Non ! nous n’oublierons pas ! Lorraine, Alsace, ô villes.
O chers Français, pays sacrés...


en septembre 1873, au moment de la libération du territoire :


Non, remparts, non. clochers superbes, non, jamais
Je n’oublierai Strasbourg et je n’oublierai Metz,


Quatre ans plus tard, dans l’Élégie des Fléaux, il adjure encore la France d’avoir sans cesse présente à la pensée l’ennemi héréditaire, de toujours garder dans sa mémoire les villes arrachées, les provinces sanglotantes.
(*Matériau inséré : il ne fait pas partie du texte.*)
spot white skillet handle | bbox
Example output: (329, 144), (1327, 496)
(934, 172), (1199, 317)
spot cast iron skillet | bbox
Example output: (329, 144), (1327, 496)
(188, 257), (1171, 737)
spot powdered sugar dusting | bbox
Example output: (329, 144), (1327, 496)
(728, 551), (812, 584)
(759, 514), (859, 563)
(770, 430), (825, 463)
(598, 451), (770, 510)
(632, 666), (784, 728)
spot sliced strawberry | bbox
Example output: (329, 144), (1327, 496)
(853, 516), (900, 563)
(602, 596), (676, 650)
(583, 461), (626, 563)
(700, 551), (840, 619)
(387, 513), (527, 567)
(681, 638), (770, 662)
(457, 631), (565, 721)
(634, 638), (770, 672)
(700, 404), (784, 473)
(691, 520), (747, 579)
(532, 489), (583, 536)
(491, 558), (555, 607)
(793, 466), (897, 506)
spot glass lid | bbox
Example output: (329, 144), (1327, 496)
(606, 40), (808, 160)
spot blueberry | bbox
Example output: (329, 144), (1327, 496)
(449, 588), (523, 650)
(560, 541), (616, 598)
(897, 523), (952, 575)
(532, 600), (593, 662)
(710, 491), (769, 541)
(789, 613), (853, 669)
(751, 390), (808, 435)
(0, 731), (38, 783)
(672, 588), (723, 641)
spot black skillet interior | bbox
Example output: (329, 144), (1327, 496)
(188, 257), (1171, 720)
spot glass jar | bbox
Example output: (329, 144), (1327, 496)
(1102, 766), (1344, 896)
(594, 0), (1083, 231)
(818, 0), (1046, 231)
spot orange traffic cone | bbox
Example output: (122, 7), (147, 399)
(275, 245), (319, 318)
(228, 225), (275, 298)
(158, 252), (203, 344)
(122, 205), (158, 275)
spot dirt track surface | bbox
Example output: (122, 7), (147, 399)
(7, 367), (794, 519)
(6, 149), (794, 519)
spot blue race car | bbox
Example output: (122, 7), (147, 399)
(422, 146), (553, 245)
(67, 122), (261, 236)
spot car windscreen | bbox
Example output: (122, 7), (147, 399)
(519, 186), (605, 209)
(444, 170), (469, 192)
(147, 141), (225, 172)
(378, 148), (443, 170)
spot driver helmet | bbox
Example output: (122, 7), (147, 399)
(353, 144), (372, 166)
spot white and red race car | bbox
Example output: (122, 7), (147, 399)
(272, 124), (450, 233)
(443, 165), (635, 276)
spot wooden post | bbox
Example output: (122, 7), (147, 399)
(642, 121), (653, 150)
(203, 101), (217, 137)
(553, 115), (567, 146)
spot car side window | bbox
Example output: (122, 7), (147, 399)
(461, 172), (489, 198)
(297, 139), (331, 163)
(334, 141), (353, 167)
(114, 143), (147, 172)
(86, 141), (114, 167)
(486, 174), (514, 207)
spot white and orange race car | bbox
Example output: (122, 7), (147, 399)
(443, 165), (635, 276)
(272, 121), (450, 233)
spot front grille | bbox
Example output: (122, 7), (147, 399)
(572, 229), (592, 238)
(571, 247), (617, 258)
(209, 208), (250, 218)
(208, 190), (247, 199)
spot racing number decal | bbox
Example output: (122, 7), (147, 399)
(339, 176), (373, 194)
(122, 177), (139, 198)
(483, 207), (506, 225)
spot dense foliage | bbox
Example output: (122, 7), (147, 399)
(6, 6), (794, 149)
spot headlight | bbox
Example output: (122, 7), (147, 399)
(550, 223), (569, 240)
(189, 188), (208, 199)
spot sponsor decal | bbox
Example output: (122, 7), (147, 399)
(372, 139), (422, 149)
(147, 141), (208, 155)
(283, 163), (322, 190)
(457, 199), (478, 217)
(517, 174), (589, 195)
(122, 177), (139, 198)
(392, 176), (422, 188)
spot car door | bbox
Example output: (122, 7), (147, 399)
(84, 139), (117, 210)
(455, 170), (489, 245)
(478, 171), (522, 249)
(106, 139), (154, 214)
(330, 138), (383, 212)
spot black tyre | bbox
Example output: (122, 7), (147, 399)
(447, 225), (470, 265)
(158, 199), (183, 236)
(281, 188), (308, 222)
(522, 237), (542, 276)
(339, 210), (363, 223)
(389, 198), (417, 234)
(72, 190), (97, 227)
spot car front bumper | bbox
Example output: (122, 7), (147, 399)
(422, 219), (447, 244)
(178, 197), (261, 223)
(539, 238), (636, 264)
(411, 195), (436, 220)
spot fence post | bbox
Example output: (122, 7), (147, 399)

Et jusque dans l’Art d’être Grand-Père, après Jeanne endormie, il a écrit Patrie, où il plaint « le malheur sacré de la France » et affirme l’obstination de son ressentiment. Ainsi gronde en ces brûlans poèmes une âme de colère et de violence, et la volonté des destins fait que cette âme est sœur de nos âmes.

Et combien, s’il eût vécu les « années terribles » que nous vivons, sa haine de patriote se serait-elle aggravée de sa haine d’artiste passionné pour les monumens du passé, pour les splendeurs architecturales de la France ! Il disait, en 1832, dans la préface de Notre-Dame de Paris : « Conservons les monumens anciens. Inspirons à la nation l’amour de l’architecture nationale. L’auteur a déjà dans plus d’une occasion plaidé sa cause. Il sera infatigable à défendre vos édifices historiques. » Sans doute il faisait allusion à l’ode qu’il écrivait en 1823, sous Ce titre : La Bande Noire.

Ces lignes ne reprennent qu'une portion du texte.